Chavez reached free agency for the first time this offseason when his club option was not picked up by Oakland. After four consecutive seasons in which Chavez spent the majority of the season on the disabled list, there was no doubt that the A's would not exercise his high priced option.
Earlier this week Chavez agreed to a minor league contract with an invite to spring training with the New York Yankees. If he is able to make the team he will spend his time as a backup to Alex Rodriguez at third base as well as backing up first baseman Mark Teixeira and occasionally seeing some at-bats as the designated hitter to spell Jorge Posada.
Oakland A's fans will have their first opportunity to see Chavez in a Yankee uniform up close May 30 to June 1 when the Yankees visit the Oakland Coliseum for their only trip to the Bay Area in 2011. As a lifelong A's fan, I know all too well the temptation that exists to boo anyone wearing the Yankee uniform while playing against the A's. Eric Chavez, however, is not deserving of any negative response from A's fans.
Over his 13-year tenure with Oakland, Chavez gave A's fans everything he was capable of producing. He batted .267 for his A's career with 1276 hits and 230 home runs while setting the standard for defensive third basemen throughout the American League.
Chavez won six consecutive Gold Glove Awards between 2001 to 2006. Chavez also won a Silver Slugger award as an Oakland Athletic in 2002 when he posted a slash line of .275/.348/.513 with 34 home runs and 109 RBI. Chavez finished 14th in MVP voting as a result of this campaign.
Chavez was a key member of the A's playoff runs in 2000, 2001, 2002, 2003 and 2006.
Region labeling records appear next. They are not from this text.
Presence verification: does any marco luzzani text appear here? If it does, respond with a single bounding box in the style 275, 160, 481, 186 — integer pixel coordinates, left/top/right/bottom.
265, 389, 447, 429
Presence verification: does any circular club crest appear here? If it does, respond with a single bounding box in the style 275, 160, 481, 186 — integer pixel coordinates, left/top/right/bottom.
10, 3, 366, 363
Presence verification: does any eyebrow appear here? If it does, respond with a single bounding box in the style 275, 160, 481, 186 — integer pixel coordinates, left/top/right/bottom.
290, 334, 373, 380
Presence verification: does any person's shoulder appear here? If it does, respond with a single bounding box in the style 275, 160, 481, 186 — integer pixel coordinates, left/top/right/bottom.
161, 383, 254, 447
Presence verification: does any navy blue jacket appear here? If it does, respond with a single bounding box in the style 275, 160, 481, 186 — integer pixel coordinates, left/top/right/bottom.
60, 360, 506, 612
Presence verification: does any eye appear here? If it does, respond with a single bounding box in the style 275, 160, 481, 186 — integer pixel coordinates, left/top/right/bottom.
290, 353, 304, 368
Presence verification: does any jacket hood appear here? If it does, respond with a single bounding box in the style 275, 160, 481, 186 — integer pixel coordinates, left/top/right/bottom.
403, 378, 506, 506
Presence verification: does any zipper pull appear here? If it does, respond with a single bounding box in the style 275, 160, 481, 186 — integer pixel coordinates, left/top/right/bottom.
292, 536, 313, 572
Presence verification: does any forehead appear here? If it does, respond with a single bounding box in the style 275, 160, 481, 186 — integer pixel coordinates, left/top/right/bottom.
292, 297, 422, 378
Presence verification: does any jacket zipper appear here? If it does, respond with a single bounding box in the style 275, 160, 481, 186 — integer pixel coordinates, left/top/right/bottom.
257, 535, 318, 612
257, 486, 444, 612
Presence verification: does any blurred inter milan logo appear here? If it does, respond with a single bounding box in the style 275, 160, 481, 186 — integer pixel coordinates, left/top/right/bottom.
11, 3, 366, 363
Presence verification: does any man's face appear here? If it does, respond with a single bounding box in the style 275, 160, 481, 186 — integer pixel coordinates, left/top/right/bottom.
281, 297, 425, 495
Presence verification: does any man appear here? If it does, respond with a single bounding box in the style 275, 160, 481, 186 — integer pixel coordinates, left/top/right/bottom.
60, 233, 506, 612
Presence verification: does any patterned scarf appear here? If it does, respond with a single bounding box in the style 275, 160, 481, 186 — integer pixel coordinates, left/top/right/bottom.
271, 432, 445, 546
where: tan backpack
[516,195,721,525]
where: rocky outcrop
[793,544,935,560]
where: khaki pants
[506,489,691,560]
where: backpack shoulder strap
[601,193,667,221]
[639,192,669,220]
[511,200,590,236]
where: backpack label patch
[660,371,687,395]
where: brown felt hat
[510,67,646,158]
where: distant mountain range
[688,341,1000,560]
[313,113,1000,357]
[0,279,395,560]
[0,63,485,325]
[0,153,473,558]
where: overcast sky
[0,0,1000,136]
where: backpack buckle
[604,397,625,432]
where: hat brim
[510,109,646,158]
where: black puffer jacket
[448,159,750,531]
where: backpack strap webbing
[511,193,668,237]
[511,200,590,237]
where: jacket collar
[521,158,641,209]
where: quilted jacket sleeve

Before injuries derailed his career he was a consistent presence in the A's lineup hitting in the .270 to .280 range while remaining steady with 29 home runs in 2003 and 2004, and 27 home runs in 2005.
The stretch from 2006 to 2010 proved frustrating for Chavez as well as A's fans as he was unable to stay on the field due to several trips to the disabled list. Chavez was finally replaced as the A's No. 1 option at third base last season with the trade for Kevin Kouzmanoff from San Diego. Chavez did his best to stay on the field and help the A's win, and in the end it proved costly for his offensive statistics.
While he never lived up to the contract he was awarded by the Oakland A's following the 2004 season, it certainly was never for lack of effort. Eric Chavez gave his best and everything he could offer to the only professional organization he had ever known.
Yankee stadium is very friendly to left-handed hitters and should provide Chavez with an opportunity to resurrect his once promising career if he is able to remain healthy.
The New York Yankees will likely be only a one-year stop for Chavez if he is able to prove his health over the course of a complete season. The Yankees have Alex Rodriguez entrenched at third base, and Mark Texeira at first base. Chavez will be granted his free agency again next offseason and hopefully compete for a starting position with another team, one in which it will be easier for A's fans to show him support.
For the three-game visit the Yankees make to Oakland this year, A's fans owe Chavez their appreciation. A long standing ovation is owed to Chavez in his first at bat back in the Coliseum, and anything less is completely unacceptable. There are plenty of other Yankees that we can boo.